[BUG] 'Invalidate trace cache' with Seq2SeqTrainer+predict_with_generate+Zero3

Describe the bug Evaluating transformers Seq2SeqTrainer with 'predict_with_generate=True' results in 'Invalidate trace cache' warnings. The warnings appear inside the prediction_step of the Seq2SeqTrainer. Twice during each prediction_step: Here: generated_tokens = self.model.generate(**generation_inputs, **gen_kwargs) and here: outputs = model(**inputs) The error messages:

Invalidate trace cache @ step 0: expected module 2, but got module 0
Invalidate trace cache @ step 1: expected module 464, but got module 2

Call Stack: MyTrainer.evaluate->Trainer.evaluate->Trainer.evaluation_loop->Seq2SeqTrainer.prediction_step->'Invalidate Trace Cache'

To Reproduce I built a simple script to reproduce the error. A little bit of background first: Seq2SeqTrainer.prediction_step has a small check at the beginning:

if not self.args.predict_with_generate or prediction_loss_only:
            return super().prediction_step(
                model, inputs, prediction_loss_only=prediction_loss_only, ignore_keys=ignore_keys
            )

This means that (1) predict_with_generate=True needs to be in the training args, but also (2) prediction_loss_only needs to be None or False. Otherwise we wouldn't acutally predict with generate. prediction_loss_only will be automaticly set to True by trainer.evaluate when there are no compute_metrics. Thats why compute_metrics are included in the script. Note: We could also subclass the Seq2SeqTrainer.prediction_step and pass prediction_loss_only=False on to the superclass for testing purposes.

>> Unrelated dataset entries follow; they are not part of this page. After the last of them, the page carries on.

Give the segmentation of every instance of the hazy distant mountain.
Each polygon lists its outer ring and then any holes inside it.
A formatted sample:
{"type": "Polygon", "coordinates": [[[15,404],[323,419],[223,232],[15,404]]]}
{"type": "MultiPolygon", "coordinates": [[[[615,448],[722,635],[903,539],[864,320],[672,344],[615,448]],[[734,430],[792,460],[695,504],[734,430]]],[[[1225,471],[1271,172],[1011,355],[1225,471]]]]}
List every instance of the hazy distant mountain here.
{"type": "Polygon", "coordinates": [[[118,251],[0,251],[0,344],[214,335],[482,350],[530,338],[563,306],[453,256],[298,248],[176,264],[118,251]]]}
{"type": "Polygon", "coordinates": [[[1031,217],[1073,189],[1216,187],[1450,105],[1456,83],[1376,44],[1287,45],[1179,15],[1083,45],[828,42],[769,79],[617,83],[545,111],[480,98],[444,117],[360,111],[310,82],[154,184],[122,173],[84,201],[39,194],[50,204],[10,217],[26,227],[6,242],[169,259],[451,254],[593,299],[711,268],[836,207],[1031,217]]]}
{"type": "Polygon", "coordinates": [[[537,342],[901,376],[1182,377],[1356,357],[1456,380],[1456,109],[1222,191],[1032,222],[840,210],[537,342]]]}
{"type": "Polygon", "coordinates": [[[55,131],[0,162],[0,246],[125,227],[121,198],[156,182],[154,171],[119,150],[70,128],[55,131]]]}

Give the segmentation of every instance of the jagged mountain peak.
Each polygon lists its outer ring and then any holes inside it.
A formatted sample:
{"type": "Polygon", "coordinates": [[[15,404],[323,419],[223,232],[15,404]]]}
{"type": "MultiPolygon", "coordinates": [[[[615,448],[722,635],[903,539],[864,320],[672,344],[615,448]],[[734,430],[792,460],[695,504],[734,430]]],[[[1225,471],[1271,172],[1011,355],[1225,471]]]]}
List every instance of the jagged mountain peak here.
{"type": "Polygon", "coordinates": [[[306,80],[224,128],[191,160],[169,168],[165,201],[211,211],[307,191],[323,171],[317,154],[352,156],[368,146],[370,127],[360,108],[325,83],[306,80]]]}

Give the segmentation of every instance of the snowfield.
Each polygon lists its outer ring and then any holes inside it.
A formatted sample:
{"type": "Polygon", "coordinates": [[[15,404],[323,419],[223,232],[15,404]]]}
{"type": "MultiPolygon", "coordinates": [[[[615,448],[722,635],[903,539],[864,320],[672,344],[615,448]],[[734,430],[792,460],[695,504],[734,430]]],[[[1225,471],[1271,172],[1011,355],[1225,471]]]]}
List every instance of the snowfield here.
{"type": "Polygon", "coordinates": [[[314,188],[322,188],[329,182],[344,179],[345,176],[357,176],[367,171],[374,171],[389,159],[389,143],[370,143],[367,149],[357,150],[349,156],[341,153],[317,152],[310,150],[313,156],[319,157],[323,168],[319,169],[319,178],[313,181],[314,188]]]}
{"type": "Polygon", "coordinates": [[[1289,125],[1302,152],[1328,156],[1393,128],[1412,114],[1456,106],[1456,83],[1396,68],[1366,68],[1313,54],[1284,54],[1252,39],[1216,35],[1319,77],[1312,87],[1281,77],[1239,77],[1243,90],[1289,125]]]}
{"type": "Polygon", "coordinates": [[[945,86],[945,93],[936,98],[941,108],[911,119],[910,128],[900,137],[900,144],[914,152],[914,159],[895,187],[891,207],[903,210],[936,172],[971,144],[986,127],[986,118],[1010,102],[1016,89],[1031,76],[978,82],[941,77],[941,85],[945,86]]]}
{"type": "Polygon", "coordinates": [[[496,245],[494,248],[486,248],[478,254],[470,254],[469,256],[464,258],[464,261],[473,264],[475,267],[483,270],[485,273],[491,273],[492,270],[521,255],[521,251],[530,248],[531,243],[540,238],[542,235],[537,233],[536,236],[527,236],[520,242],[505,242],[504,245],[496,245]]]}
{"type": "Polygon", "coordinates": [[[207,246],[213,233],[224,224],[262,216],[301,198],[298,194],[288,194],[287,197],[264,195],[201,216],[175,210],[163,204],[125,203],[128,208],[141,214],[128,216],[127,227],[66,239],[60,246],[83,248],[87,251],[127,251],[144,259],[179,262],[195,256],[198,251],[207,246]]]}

I run the script like this: deepspeed --include localhost:1 main_trainer_simple.py

main_trainer_simple.py:

import numpy as np
from transformers import AutoTokenizer, AutoModelForSeq2SeqLM, Seq2SeqTrainingArguments, Seq2SeqTrainer
from datasets import load_dataset, load_metric

def main():
    # Defining training arguments
    training_args = Seq2SeqTrainingArguments(
        output_dir="/modelSave",
        per_device_train_batch_size=1,
        per_device_eval_batch_size=1,
        predict_with_generate=True,
        bf16=True,
        fp16=False,
        do_train = False,
        do_eval = True,
        logging_dir='/logging',
        learning_rate=3e-05,
        weight_decay=0.01,
        deepspeed="ds_stage3_simple.json",
        generation_max_length=128,
        generation_num_beams=1
    )
    # Defining the model:
    model = "bigscience/T0_3B"
    #model = "facebook/bart-large-cnn"

    # Initialize the tokenizer
    tokenizer = AutoTokenizer.from_pretrained(model)

    #Loading a dataset and creating an eval_dataset
    dataset = load_dataset("cnn_dailymail", "3.0.0")
    def preprocess_function(examples):
        inputs = ["summarize: " + doc for doc in examples["article"]]
        targets = examples["highlights"]
        model_inputs = tokenizer(inputs, max_length=512, truncation=True, padding="max_length")
        labels = tokenizer(targets, max_length=128, truncation=True, padding="max_length").input_ids
        model_inputs["labels"] = labels
        return model_inputs
    dataset = dataset.map(preprocess_function, batched=True)
    dataset.set_format(type="torch", columns=["input_ids", "attention_mask", "labels"])
    eval_dataset = dataset["validation"].select(range(10))

    # compute_metrics generated by ChatGPT. They will be called after the warnings.
    def compute_metrics(eval_preds):
        preds, labels = eval_preds
        if isinstance(preds, tuple):
            preds = preds[0]

        # Ensure preds are within the valid range of token IDs
        # Remove any values that are -100 or less
        preds = np.where(preds < 0, tokenizer.pad_token_id, preds)
        preds = preds.clip(0, tokenizer.vocab_size - 1)

        # Decode predictions and labels
        decoded_preds = tokenizer.batch_decode(preds, skip_special_tokens=True)

        # Ensure labels have valid token IDs
        labels = np.where(labels != -100, labels, tokenizer.pad_token_id)
        decoded_labels = tokenizer.batch_decode(labels, skip_special_tokens=True)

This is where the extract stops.